I am a good example of why they are in trouble with their core retail business. I get my electric toothbrush replacement through quip.com and my shaving supplies through harrys.com. These are subscription services providing me with high quality products at a lower cost. I get my vitamins and other supplements from Amazon. When I need to get a prescription filled and over-the-counter medications I do it while shopping at my local supermarket. Who needs a drug store?
These trends have driven both CVS and Walgreen’s to go into the pharmacy benefit management business. They have done so with some success. However, it now appears that Amazon is looking hungrily at that business as well. Where Amazon goes other businesses die.
CVS has also tried with limited success to provide health care directly through clinics in some of their stores. I visited one such clinic in Washington D.C. and was not impressed. It was located next to the pharmacy and I had to pass an impressive number of shelves filled with candy. It was something less than a true urgent care clinic. Staffed with nurse practitioners and physicians assistants with a do it yourself registration process using tablets (how cool is that) it offered a limited menu of services. It was what I call a “boo-boo clinic”. If you have a boo-boo go to CVS and be cool. Anything more than a boo-boo go to a real urgent care center or a hospital emergency service.
Similarly, Walgreen’s has some stores offering limited boo-boo clinics. Some of the locations involve ventures with local health systems.

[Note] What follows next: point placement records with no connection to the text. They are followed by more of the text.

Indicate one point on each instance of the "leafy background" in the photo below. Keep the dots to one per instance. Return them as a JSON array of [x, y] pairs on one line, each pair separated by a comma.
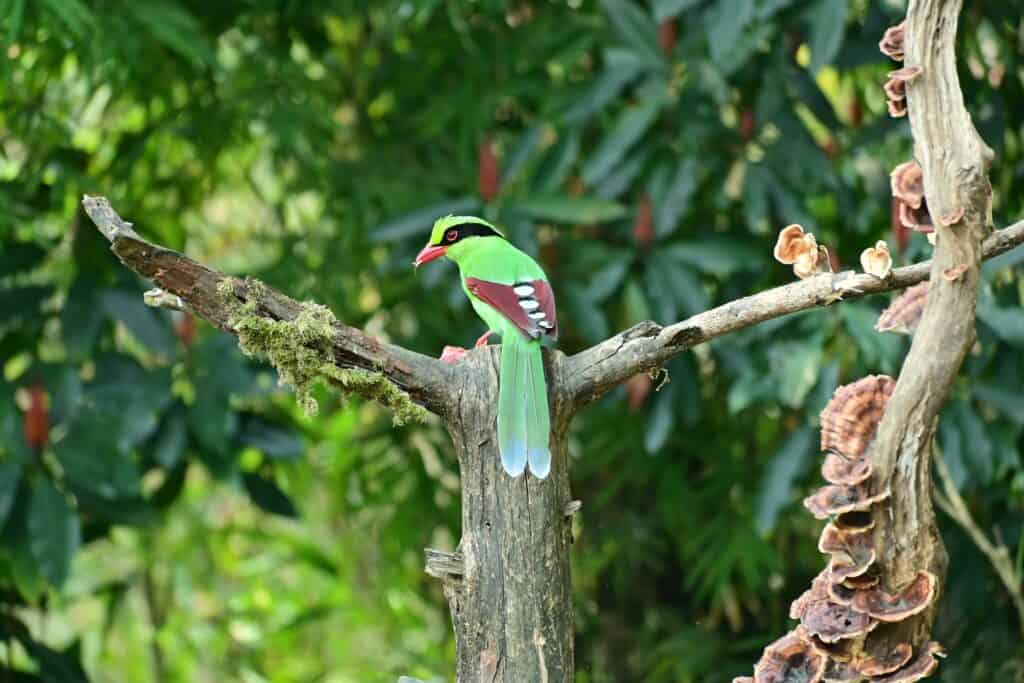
[[169, 514]]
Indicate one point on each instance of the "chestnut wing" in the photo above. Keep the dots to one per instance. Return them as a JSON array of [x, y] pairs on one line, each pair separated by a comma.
[[528, 304]]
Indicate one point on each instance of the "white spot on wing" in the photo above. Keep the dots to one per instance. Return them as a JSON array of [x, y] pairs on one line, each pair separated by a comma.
[[528, 304]]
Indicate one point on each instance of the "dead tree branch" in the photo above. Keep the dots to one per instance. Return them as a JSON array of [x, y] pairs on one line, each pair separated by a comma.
[[647, 345], [954, 161], [216, 297]]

Walgreen’s is most famous for the venture it had in Arizona with the now discredited lab test business called Theranos. Theranos claimed it had a way to do lab tests which would disrupt the business. It was a fraud and its founder, a young Stanford drop-out, goes on trial next year in federal court. It was cool while it lasted but thousands of people were potentially victimized by inaccurate test results.
Now both CVS and Walgreen’s are going to get in the insurance business with health insurance companies which have had difficulty in gaining market share against the competition. Neither Aetna nor Humana have set the world on fire. CVS and Walgreen’s claim the health plans’ synergy with their other businesses will make them more viable players in health care.

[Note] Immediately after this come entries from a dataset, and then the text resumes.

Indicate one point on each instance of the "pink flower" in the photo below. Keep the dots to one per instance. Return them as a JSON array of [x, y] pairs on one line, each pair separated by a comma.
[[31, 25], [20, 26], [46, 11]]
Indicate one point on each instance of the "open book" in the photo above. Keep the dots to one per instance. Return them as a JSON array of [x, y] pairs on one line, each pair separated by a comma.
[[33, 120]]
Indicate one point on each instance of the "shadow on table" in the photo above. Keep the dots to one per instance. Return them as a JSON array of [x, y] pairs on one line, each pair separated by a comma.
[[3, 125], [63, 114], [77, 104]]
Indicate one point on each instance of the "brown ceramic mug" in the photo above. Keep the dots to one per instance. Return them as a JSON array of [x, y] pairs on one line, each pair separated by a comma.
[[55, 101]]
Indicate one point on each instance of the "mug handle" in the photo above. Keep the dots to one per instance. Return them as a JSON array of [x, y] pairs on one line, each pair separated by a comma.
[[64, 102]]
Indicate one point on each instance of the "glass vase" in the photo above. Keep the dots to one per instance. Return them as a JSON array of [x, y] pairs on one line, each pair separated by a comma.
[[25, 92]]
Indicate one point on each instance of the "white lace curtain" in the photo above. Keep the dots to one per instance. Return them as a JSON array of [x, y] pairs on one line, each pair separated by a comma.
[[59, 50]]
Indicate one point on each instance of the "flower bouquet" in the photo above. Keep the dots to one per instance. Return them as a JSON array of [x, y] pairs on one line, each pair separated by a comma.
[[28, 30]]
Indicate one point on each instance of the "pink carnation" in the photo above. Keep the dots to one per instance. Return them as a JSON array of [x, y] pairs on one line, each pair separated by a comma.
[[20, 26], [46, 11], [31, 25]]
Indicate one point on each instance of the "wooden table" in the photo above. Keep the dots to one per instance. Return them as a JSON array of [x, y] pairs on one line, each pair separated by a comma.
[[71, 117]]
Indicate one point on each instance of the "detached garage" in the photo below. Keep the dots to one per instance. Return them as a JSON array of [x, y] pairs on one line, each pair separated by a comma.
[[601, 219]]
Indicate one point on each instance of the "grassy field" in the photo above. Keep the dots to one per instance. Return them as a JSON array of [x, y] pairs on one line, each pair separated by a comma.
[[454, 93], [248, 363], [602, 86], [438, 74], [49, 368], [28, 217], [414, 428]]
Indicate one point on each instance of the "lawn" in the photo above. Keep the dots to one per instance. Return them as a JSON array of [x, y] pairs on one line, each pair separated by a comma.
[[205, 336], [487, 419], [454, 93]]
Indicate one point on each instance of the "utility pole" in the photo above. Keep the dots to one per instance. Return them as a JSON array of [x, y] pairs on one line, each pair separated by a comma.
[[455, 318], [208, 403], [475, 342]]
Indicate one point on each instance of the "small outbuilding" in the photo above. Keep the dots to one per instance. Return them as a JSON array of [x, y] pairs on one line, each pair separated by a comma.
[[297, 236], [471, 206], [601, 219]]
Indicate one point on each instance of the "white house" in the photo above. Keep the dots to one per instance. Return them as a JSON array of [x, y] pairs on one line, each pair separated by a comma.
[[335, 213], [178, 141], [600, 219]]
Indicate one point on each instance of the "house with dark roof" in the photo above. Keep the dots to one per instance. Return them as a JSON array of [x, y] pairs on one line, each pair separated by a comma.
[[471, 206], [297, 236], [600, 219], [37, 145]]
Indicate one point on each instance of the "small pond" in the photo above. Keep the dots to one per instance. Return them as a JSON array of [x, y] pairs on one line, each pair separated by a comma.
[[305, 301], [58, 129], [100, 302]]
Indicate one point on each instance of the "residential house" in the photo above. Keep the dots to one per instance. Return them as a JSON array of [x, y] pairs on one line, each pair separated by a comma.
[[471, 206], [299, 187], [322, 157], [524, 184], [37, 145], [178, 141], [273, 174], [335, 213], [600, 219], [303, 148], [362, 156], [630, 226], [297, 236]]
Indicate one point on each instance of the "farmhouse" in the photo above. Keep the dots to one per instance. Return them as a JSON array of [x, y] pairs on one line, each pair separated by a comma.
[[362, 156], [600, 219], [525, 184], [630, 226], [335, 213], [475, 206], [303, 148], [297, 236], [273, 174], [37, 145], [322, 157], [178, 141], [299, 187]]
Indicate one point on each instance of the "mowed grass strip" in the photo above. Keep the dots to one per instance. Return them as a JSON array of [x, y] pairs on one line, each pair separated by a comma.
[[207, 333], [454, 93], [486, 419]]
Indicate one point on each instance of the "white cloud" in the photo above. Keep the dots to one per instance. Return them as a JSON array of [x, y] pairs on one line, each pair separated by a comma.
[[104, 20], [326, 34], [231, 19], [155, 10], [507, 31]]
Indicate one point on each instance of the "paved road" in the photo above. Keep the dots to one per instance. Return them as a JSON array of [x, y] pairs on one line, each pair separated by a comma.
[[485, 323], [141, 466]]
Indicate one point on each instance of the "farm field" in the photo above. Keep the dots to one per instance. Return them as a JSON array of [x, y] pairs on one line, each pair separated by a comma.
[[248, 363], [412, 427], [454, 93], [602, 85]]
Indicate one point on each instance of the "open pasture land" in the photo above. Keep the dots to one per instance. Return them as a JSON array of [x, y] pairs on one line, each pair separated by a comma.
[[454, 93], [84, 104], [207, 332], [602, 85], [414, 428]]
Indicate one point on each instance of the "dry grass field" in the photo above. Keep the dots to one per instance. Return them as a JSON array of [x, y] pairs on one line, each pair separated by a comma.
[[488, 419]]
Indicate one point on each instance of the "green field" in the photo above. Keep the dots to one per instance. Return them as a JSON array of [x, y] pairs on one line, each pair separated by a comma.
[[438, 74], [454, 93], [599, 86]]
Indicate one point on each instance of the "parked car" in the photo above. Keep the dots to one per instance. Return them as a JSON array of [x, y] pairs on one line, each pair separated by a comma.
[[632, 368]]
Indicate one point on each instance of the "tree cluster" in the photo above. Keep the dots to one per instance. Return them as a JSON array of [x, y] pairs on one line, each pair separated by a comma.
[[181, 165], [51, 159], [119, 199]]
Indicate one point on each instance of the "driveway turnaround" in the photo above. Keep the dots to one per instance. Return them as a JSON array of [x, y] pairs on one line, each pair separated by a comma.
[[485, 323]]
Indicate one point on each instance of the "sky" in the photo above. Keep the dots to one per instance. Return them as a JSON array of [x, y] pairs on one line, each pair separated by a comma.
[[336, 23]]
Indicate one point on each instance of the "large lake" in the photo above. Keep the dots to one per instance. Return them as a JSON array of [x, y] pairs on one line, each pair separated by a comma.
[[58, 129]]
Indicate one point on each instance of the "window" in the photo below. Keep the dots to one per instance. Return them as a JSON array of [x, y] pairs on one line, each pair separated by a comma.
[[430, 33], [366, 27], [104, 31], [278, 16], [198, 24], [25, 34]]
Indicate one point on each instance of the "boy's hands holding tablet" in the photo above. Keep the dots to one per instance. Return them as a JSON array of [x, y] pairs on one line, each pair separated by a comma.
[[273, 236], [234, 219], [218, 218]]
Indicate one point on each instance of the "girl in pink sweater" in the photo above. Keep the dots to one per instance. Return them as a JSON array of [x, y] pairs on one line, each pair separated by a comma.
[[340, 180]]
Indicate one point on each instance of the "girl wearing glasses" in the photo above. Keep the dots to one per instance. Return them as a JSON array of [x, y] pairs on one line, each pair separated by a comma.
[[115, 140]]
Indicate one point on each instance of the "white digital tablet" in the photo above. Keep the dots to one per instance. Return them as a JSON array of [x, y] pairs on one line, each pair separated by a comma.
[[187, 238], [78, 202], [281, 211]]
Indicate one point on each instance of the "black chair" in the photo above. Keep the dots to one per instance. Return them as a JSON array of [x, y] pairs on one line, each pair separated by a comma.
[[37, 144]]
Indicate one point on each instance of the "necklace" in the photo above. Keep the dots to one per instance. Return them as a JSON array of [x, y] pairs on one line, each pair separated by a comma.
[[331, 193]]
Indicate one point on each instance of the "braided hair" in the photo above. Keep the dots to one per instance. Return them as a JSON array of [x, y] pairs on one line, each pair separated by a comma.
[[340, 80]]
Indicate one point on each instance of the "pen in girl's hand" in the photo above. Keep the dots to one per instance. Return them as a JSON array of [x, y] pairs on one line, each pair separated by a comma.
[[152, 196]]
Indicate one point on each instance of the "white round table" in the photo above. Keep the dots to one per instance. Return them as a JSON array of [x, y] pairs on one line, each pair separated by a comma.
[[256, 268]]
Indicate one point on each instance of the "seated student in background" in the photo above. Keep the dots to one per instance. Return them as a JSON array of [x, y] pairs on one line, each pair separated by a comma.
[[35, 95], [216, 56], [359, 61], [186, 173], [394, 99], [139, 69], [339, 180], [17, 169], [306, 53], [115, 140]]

We have seen this story before. In the 70s Sears owned Allstate Insurance and Dean Witter, a stock brokerage firm. A section of most Sears stores had offices selling Allstate insurance policies and stocks through Dean Witter. You could buy underwear, home and auto insurance and a mutual fund in the same place. That was considered cool then.
Today Sear has filed for bankruptcy, Dean Witter has disappeared and only Allstate which was spun off as an independent entity remains a successful business.
Are CVS and Walgreen’s on the right path? Is there synergy in what they hope to accomplish with Aetna and Humana? I don’t think so.
Retail drug stores and health plans are not health care. They are, at best, small players in the real endeavor of health care. Businesses in survival mode are not a good example of synergy.
The much more disruptive process which is occurring in multiple locations nationally is when hospitals, physicians and insurance companies either have joint ownership or operating agreements which require a sharing of risks of all kinds. That is real synergy.
When you combine losers you don’t get much. What you get is a business without clarity of purpose. You just get a bigger loser and a bigger boo-boo.